WEB記事で見つけたものをコピペしました。
是非ご一読下さい。
完全に制度疲労を起こしています。
**************************
生活保護世帯の増加に伴う社会の負担増が顕著だ。 厚生労働省によると、被保護世帯数は152万世帯、209万人(今年2月) で、給付額は年3.3兆円に達したという。そのうち約半分の1.6兆円が医療扶助費である。消費税歳入が約10兆円であることを考えると、実に消費税約2%相当額を医療扶助費に費やしている計算となる。今回は、こうした実情について医療現場から報告したい。 国立大学病院勤務医
■冷暖房完備、3食・看護付きの病院に居座る患者達
「こんな状態で帰れるわけないじゃない」
普段は静かな病棟で怒号が響きわたる。要求すればするほど、得をするいわゆる「ゴネ得」が医療の現場では横行し、次のような会話も日常のようなものだ。
「もう入院治療をしなくても大丈夫ですよ」
「そんな事言って家で何かあったら、あんた達訴えるからね」
70歳前後に見える女性が退院を巡って病院職員と言い争いをしていた。普段は生活保護を受けながら近くのアパートに一人で住んでいるが、足の調子が悪く病院通いをしているとの事であった。今回は足に感染を起こした為に治療目的で入院していた。入院して一週間が経過して医師からは退院許可が出たものの 、アパートでの一人暮らし再開にはまだまだ不安だったようだ。
この女性が入院継続を主張するのも理解できる。というのも入院していれば、冷暖房完備の部屋で一切の家事をしなくても3食が提供される。体調面、その他困った事があれば優しい看護師がたいてい何でもしてくれる。あらゆる医療も常時受ける事ができる。
このような至れり尽くせりのサービスがほぼ無料で受けられるのであれば、少しでも体調に不安があるうちは誰だって入院していたい。退院を拒否して当然とも言える。ただこういった退院拒否は何も生活保護受給者に限ったことではない。自宅では介護を仕切れなくなった高齢者を、医学的には適応がなくても療養施設より遥かに安価に入れる病院に入院させそのまま退院を拒否するといった光景もまま見られるのが現状である。
■通常より手厚い医療を受けられるケースも?
生活保護法 に対する甘えはなにも患者側に限った事ではない。医療者側にも存在する。生活保護を受ける事でより手厚い医療を受けられる可能性すらあるという。
医療施設側にとってみれば、高価な薬剤を使用したり、入院期間が延びたとしても医療費の不払いが発生しないという安心感があり、手厚い医療に繋がるようだ。
「この患者さんは生活保護だからもう少し入院させておこう」という会話も病院職員からは聞こえてくる。

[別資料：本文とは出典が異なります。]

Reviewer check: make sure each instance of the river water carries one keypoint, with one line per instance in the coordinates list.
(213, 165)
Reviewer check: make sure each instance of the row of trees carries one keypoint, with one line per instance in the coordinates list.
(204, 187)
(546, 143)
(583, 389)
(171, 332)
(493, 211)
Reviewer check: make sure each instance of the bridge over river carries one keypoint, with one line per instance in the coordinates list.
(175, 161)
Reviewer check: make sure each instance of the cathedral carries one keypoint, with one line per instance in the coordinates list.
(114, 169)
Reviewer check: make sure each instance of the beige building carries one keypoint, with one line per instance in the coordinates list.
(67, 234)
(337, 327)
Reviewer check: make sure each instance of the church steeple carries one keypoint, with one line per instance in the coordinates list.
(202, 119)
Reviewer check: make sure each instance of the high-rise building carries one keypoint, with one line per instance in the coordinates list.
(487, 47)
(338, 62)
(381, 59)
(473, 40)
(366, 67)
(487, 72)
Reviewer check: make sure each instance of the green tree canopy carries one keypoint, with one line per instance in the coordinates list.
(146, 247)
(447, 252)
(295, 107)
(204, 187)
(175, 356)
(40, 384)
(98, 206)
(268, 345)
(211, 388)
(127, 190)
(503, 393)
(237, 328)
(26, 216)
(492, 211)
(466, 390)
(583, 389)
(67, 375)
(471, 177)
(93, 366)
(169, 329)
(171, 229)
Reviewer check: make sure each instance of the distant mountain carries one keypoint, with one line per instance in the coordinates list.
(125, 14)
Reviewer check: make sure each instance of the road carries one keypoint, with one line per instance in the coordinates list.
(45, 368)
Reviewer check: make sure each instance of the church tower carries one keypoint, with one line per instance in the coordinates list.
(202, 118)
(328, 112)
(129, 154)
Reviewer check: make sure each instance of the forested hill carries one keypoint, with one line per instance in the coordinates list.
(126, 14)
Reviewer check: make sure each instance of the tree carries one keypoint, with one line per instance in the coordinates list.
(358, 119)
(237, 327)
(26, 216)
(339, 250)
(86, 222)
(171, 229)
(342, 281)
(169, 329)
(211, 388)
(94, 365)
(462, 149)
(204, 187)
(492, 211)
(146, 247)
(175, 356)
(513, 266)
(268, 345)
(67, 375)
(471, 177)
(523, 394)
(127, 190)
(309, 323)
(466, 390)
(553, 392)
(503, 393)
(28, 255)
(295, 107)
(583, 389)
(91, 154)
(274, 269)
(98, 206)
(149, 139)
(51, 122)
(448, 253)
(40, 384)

治療は無事終了し退院しても良いのだが、もう少し入院させておく。生活保護に限らず、患者の自己負担がほぼ無料なのを良い事に必ずしも必要のない医療が、繰り広げられているのを目撃する事は少なくない。
聞いたところによると、入院時に全身のレントゲン写真やCT検査をするところもあるというのだから驚きである。

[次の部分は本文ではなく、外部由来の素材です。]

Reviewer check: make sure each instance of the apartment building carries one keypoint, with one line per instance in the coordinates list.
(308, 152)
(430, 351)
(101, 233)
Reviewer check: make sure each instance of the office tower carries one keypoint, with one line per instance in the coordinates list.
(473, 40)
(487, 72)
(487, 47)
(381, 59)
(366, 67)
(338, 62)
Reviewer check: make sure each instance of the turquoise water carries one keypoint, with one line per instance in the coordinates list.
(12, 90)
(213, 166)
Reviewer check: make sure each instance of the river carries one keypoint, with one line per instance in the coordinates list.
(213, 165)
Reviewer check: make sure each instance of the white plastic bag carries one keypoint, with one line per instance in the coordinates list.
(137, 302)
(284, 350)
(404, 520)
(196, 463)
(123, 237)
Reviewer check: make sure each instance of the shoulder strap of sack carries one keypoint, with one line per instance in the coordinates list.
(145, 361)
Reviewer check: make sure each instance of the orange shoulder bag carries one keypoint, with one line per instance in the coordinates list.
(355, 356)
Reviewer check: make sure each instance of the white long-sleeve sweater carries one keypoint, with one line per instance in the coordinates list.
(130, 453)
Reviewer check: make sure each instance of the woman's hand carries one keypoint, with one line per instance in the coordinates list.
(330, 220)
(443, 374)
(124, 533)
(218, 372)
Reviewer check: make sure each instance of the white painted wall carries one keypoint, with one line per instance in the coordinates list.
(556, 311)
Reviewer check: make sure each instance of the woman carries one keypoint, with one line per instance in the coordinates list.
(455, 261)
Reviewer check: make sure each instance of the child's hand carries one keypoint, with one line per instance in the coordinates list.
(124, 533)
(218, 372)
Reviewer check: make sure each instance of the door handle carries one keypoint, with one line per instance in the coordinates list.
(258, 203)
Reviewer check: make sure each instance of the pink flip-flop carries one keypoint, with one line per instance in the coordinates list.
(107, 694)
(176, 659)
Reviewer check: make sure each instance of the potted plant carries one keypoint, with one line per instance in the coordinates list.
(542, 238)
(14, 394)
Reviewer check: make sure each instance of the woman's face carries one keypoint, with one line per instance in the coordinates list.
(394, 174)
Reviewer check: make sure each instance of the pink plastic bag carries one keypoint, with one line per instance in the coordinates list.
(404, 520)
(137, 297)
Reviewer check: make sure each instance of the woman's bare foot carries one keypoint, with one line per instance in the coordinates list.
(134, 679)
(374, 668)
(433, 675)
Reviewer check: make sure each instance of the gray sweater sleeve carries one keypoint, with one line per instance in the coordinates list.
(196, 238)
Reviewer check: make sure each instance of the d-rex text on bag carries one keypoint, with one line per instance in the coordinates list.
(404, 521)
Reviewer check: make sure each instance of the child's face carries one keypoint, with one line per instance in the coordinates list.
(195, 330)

国、地方自治体が全額を負担するという過度な社会保障が一部の利用者、提供者の間でモラルハザードを起こしつつあるとも言える。
■社会保障の充実、すなわち増税?
ここまで読んでくると医療扶助制度の存在自体が疑問に思えてくるかもしれない。例えば年金で生計を立てている高齢者や、生活保護は受給していないものの同程度の収入しかない方の場合は医療費を支払う必要があるのにどうして生活保護受給者は医療費を支払わなくても良いのか。
その答えは生活保護法の中に存在する。
生活保護法5章34条では、「医療扶助は現物給付によって行うものとする」と規定されている。つまり、必要とする医療は個人によっても差が大きいので、一律な金銭面での補助ではなく実際に診察や薬剤を提供する事で扶助しようというわけである。

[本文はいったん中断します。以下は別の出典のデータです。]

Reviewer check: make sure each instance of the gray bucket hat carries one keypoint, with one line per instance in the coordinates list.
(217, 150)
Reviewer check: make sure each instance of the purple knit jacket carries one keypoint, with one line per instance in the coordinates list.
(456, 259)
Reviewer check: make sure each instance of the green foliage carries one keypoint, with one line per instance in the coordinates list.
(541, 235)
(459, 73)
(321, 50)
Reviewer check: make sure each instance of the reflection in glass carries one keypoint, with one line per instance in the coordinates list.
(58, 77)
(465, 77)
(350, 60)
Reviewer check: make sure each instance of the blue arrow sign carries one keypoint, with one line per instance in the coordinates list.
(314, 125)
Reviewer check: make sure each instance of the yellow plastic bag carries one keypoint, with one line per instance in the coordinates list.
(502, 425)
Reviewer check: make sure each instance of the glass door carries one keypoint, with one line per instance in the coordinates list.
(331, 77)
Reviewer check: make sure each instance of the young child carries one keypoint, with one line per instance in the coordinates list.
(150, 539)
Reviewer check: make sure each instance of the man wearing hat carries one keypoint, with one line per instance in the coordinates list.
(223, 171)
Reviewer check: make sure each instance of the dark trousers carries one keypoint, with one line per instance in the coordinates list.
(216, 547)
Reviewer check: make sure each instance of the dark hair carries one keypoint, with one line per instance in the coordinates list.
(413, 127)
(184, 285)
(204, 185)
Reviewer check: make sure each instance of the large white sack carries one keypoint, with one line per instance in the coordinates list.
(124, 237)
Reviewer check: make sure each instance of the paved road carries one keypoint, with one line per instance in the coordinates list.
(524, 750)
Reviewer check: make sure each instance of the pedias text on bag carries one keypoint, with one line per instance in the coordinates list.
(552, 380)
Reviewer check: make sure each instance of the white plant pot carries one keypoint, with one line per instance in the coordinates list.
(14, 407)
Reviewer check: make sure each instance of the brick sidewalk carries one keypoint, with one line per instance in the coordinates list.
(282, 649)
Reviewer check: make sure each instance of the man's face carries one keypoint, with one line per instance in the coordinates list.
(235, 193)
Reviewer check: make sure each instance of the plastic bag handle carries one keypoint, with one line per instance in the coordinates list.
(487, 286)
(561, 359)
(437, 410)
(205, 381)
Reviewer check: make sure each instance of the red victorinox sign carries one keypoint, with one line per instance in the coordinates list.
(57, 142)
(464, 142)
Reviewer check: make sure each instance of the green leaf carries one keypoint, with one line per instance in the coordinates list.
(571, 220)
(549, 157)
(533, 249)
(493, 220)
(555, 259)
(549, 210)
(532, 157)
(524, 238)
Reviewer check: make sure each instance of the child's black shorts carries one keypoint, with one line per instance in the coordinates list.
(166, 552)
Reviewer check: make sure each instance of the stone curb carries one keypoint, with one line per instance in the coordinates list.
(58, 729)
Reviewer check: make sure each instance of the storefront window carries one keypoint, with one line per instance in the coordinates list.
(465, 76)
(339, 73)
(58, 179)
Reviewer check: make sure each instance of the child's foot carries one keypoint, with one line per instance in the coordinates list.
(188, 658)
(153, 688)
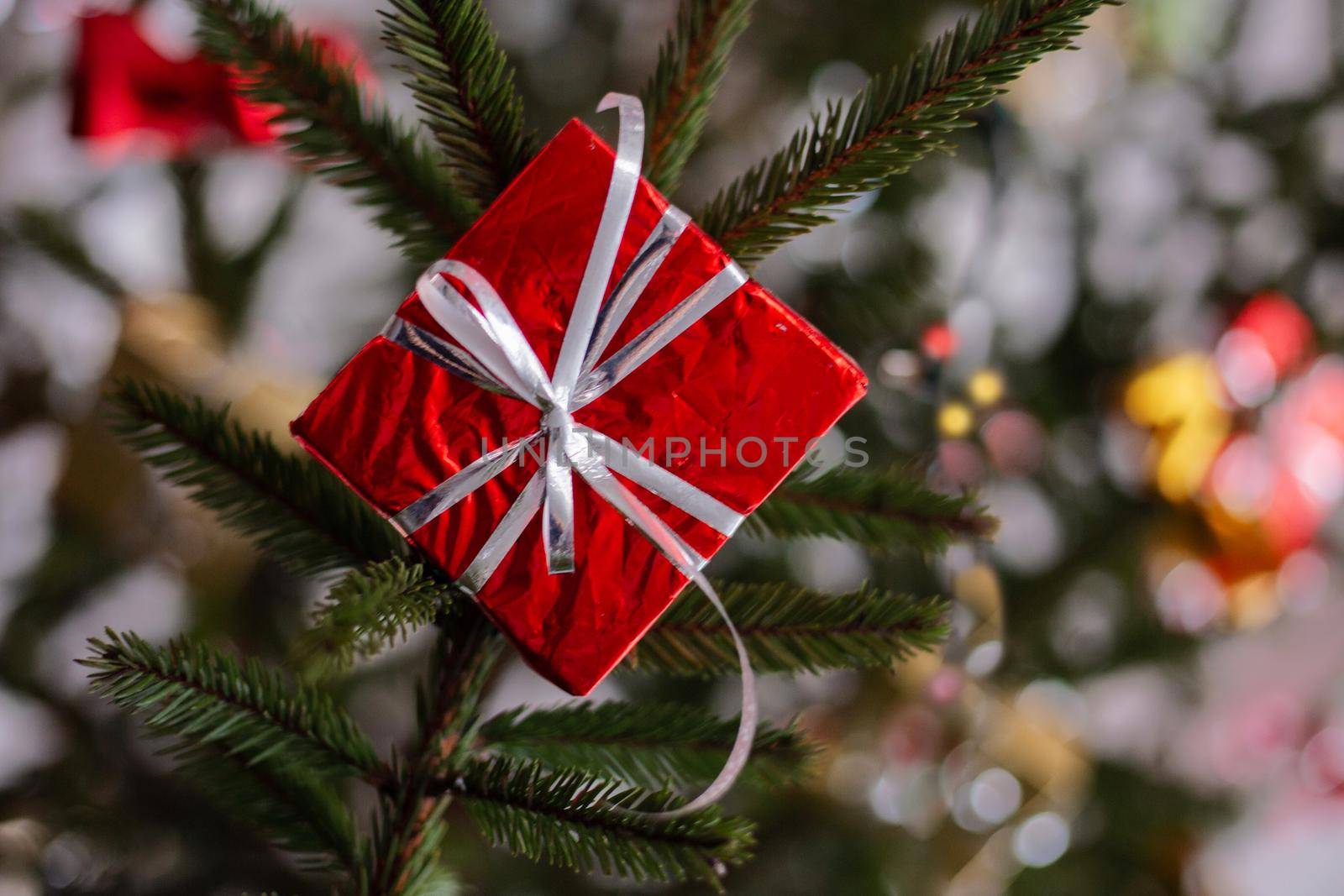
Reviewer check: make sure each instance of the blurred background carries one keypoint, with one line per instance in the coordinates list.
(1115, 316)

ちなみに生活扶助、住宅扶助、教育扶助などは地域によって額面に差があるものの金銭給付となっている。
ひじょうに良く考えられた制度ではあるが、昭和25年に制定されてすでに半世紀以上。社会的弱者を守るはずのセーフティーネットが一部の利用者に甘えを生み、また制度自体を悪用する者も目立つようになってきた。
福祉サービスの適正利用なくして、社会保障の充実は図れない。社会保障制度の維持に必要なのは増税だけではなく、制度そのものの改革なのかもしれない。